I sat there on the floor reading my diary, and when I finished,
I continued to sit there. What had changed?
Dad still drives his tractor-trailer rig, lives mostly on the road,
and is late with his child support checks or forgets them. I don't
often see him, but I don't get as angry about this as I did in the
sixth grade. I no longer feel like crying, but I still hurt when
he doesn't telephone when he said he would. Whenever I see a big
rig, excitement shoots through me until I see Dad isn't the driver.
I wish--oh well, forget it.
Mom has finished her vocational nurse course and works at the hospital
from three to eleven because that shift pays more than the daytime
shift. Mornings she studies to become a registered nurse so she
can earn more money. We still live in what our landlady called our
"charming garden cottage" but I call a shack. Mom is looking
for an apartment, but so far no luck.
Twice a week I mop the floor at Catering by Katy, where Mom used
to work before she got her license. Katy gives me good things to
eat. I like earning my own spending money, but I feel I could use
the squares of Katy's linoleum for a checkerboard in my sleep.

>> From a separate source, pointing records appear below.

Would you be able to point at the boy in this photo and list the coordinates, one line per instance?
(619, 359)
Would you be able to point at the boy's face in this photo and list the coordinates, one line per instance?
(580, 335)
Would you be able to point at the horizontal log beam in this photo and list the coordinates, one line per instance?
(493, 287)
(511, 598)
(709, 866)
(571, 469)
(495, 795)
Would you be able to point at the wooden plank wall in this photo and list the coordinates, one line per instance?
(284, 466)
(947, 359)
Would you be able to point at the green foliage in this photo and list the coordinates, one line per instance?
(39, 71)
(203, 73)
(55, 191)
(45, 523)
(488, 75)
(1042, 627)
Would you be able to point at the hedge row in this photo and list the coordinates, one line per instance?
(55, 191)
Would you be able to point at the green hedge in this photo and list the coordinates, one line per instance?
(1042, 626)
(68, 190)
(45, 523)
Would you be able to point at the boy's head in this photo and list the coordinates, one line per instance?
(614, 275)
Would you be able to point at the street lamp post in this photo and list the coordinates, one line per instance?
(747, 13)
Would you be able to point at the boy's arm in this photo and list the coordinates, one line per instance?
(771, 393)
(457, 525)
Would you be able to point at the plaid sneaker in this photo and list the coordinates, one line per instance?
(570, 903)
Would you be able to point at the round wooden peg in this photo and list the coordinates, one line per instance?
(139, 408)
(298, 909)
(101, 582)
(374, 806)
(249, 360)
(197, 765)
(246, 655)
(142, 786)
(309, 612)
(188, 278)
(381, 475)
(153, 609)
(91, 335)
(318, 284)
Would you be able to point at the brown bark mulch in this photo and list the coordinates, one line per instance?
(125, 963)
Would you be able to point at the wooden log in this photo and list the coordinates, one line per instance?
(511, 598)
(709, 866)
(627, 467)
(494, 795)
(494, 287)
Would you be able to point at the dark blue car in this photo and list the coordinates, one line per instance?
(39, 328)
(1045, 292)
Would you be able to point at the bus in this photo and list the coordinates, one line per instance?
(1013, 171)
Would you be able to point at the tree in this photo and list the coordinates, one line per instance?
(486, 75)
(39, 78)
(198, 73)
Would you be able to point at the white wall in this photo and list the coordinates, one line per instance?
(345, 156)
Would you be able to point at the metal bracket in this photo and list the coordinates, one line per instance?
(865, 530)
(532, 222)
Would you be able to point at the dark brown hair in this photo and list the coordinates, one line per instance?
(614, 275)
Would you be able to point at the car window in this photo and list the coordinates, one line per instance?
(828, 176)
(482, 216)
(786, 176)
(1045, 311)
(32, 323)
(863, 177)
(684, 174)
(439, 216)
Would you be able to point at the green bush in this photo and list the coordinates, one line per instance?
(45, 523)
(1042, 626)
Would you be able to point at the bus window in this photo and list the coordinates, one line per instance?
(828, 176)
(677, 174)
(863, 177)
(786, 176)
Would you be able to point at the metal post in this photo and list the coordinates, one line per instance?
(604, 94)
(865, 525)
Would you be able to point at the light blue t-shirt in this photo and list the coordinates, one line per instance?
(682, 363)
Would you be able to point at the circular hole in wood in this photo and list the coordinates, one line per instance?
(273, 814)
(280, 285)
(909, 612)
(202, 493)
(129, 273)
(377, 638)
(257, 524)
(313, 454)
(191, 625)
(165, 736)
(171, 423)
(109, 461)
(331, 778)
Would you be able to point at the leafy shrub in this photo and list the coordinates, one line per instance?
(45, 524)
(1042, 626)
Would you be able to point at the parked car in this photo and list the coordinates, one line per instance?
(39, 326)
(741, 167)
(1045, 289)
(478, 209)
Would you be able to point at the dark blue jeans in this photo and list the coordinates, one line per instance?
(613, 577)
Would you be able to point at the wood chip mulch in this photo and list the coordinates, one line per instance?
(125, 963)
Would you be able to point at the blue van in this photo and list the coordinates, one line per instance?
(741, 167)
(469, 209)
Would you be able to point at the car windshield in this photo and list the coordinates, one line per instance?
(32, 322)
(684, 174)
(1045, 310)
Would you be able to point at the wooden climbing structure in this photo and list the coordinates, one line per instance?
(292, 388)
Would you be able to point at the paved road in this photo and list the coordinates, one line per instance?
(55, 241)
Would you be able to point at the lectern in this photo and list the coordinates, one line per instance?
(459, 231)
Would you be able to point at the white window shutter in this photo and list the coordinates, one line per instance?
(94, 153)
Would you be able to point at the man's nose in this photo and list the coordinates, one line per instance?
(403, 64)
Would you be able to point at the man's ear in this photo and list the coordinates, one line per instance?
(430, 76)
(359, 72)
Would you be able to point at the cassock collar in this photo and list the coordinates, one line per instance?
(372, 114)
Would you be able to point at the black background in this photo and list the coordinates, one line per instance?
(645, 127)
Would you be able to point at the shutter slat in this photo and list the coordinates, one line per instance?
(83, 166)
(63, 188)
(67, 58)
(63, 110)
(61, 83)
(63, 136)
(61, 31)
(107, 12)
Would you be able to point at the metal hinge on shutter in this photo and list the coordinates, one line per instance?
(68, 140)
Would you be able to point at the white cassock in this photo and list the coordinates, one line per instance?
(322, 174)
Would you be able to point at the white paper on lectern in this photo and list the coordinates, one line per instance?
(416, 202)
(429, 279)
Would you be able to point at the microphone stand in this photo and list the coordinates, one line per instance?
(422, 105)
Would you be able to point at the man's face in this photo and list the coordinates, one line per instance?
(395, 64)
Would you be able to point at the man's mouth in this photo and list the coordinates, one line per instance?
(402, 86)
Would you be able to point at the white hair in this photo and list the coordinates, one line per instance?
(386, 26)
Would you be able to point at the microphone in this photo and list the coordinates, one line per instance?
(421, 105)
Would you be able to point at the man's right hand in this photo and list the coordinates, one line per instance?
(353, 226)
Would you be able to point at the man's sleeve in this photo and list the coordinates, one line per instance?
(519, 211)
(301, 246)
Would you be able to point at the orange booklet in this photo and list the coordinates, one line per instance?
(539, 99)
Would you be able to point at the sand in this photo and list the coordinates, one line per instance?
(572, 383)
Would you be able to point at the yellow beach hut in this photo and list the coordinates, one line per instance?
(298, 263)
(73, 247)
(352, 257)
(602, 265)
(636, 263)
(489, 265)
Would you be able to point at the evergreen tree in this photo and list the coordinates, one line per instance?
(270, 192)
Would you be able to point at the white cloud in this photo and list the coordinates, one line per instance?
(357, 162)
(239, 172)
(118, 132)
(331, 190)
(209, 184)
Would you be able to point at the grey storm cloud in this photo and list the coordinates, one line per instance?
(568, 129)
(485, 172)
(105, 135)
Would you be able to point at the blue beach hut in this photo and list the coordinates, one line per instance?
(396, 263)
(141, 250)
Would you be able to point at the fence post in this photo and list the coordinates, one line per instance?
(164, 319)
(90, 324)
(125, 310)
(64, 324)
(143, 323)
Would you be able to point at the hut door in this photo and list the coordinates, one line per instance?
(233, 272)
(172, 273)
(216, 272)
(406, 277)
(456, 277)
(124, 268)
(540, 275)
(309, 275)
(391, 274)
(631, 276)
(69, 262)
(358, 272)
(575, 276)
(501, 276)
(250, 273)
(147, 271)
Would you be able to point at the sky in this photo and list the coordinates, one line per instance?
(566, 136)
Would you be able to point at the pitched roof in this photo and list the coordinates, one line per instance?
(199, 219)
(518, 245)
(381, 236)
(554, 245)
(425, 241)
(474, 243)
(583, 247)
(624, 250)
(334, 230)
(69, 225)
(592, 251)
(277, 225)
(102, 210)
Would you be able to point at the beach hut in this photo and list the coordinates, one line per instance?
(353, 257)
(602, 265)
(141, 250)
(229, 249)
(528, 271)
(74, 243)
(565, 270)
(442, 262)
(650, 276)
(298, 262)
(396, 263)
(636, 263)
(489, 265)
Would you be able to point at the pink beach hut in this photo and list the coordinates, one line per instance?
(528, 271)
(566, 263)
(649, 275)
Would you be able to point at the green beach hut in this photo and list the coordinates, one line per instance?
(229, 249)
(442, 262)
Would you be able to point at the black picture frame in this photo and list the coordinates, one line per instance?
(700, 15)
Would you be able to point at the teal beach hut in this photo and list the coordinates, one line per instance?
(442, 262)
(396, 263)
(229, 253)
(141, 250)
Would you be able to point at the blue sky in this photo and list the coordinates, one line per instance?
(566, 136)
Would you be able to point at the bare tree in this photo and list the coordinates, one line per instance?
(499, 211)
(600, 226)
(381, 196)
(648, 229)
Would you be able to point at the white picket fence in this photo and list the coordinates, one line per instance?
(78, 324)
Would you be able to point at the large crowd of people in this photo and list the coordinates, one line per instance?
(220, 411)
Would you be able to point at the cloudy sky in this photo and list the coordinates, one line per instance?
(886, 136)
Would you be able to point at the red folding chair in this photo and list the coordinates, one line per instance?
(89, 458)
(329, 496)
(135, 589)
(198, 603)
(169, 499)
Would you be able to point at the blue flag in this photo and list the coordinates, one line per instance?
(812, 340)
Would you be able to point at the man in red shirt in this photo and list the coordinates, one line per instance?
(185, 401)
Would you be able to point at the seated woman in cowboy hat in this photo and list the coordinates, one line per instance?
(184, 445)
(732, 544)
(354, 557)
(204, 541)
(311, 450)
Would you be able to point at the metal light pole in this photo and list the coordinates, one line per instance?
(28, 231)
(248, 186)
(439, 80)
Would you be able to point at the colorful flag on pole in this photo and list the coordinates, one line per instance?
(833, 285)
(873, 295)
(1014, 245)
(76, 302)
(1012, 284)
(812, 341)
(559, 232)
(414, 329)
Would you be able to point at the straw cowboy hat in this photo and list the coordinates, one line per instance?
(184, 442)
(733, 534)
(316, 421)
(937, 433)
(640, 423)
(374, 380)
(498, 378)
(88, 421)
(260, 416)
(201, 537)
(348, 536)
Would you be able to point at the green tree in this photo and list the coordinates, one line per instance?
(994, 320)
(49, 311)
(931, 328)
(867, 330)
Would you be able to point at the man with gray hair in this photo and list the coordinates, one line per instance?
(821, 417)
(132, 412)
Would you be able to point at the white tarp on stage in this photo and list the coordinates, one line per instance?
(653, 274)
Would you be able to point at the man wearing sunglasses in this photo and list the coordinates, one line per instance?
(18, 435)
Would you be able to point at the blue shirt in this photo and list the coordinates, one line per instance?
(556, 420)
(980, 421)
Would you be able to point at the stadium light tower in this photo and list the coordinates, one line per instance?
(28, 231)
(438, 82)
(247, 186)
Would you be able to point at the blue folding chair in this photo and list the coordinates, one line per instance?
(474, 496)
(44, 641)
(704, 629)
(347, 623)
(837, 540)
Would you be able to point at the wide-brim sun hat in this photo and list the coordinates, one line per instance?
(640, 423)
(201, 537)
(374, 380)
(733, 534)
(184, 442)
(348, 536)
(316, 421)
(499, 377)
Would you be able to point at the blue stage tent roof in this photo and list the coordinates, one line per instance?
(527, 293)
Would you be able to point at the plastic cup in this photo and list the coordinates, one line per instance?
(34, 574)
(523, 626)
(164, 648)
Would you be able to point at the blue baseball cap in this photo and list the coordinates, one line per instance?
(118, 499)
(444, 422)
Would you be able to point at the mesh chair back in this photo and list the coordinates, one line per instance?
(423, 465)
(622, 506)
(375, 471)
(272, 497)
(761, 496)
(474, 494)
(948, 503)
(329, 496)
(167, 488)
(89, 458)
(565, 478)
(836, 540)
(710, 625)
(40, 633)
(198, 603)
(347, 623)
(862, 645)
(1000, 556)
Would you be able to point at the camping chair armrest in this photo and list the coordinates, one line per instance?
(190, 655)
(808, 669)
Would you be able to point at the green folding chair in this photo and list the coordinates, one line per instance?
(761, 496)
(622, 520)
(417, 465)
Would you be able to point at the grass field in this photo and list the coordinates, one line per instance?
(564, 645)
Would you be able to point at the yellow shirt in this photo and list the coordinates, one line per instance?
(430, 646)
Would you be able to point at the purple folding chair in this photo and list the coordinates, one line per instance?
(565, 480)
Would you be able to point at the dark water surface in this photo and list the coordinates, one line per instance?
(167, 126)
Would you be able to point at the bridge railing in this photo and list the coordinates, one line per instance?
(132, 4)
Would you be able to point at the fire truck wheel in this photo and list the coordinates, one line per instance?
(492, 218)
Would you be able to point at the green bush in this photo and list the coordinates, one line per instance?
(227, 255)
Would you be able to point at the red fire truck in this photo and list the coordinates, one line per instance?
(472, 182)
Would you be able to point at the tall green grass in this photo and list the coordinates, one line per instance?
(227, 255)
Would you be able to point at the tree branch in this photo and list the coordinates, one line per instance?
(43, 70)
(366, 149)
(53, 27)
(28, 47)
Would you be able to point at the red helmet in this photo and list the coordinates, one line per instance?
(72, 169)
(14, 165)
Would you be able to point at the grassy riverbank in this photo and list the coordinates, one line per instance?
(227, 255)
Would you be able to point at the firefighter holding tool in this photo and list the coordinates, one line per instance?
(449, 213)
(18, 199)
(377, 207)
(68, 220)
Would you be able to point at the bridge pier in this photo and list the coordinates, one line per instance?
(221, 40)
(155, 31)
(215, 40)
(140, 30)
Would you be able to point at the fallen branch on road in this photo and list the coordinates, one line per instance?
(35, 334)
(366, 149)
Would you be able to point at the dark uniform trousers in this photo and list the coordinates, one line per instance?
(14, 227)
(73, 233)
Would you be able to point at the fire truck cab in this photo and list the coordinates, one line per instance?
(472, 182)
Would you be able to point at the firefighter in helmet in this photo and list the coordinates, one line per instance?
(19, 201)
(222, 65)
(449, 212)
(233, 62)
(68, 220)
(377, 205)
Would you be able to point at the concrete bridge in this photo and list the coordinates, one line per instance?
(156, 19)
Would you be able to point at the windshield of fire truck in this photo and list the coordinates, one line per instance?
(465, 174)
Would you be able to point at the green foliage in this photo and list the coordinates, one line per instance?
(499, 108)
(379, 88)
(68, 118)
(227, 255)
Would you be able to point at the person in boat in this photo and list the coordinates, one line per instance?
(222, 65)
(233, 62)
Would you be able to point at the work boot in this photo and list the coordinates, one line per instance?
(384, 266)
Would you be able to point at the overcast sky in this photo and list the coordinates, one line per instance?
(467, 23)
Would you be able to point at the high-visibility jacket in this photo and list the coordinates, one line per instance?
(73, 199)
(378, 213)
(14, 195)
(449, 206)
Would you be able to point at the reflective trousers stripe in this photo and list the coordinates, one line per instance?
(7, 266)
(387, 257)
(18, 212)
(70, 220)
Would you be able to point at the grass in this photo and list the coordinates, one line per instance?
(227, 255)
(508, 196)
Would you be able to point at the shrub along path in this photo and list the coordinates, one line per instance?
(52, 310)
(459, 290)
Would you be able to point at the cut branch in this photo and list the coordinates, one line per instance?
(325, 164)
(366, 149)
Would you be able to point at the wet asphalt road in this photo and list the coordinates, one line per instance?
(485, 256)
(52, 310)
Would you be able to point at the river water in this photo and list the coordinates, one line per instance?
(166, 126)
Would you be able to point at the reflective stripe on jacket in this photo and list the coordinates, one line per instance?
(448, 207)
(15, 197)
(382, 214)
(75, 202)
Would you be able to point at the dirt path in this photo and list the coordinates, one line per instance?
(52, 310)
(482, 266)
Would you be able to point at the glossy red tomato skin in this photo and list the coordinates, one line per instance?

Mom, who used to think TV was one of the greatest evils of the
universe, finally had our set repaired because my grades were good
and she no longer felt TV would rot my brain and leave me twiddling
my shoelaces. At first I watched everything until I got bored and
cut back to news and animal programs. Then I began to feel that
every lion on the Serengeti must have his own personal hairdresser.
That left the news, which sometimes worries me. If I see a truck
accident with the tractor hanging over the edge of a bridge, or
tons of tomatoes spilled on a freeway, I can hardly breathe until
I see the driver isn't Dad.
One part of my diary made me smile, the part about wanting to be
a famous author like Boyd Henshaw someday. Maybe I do, maybe I don't,
but I'm glad that when I wrote to him, he said I should keep a diary.
I worry about what I'm going to do 'with my life, and so does Mom.
Dad is probably too busy worrying about meeting his deadline with
a trailer load of lettuce before it rots to even think of me. Or
maybe he is wasting his time playing video games at some truck stop.
Until the last sentence, I enjoyed writing this. Maybe I'll go
back to writing in composition books, but not every day, just once
in a while, like now, when I feel like writing something.
The gas station next door has stopped ping-pinging, which means
it's after ten o'clock. Mom gets home about eleven-thirty, and my
room is still a mess. No problem. Except for books and my diary,
I'll dump everything in the trash.
I just remembered. I forgot about Barry.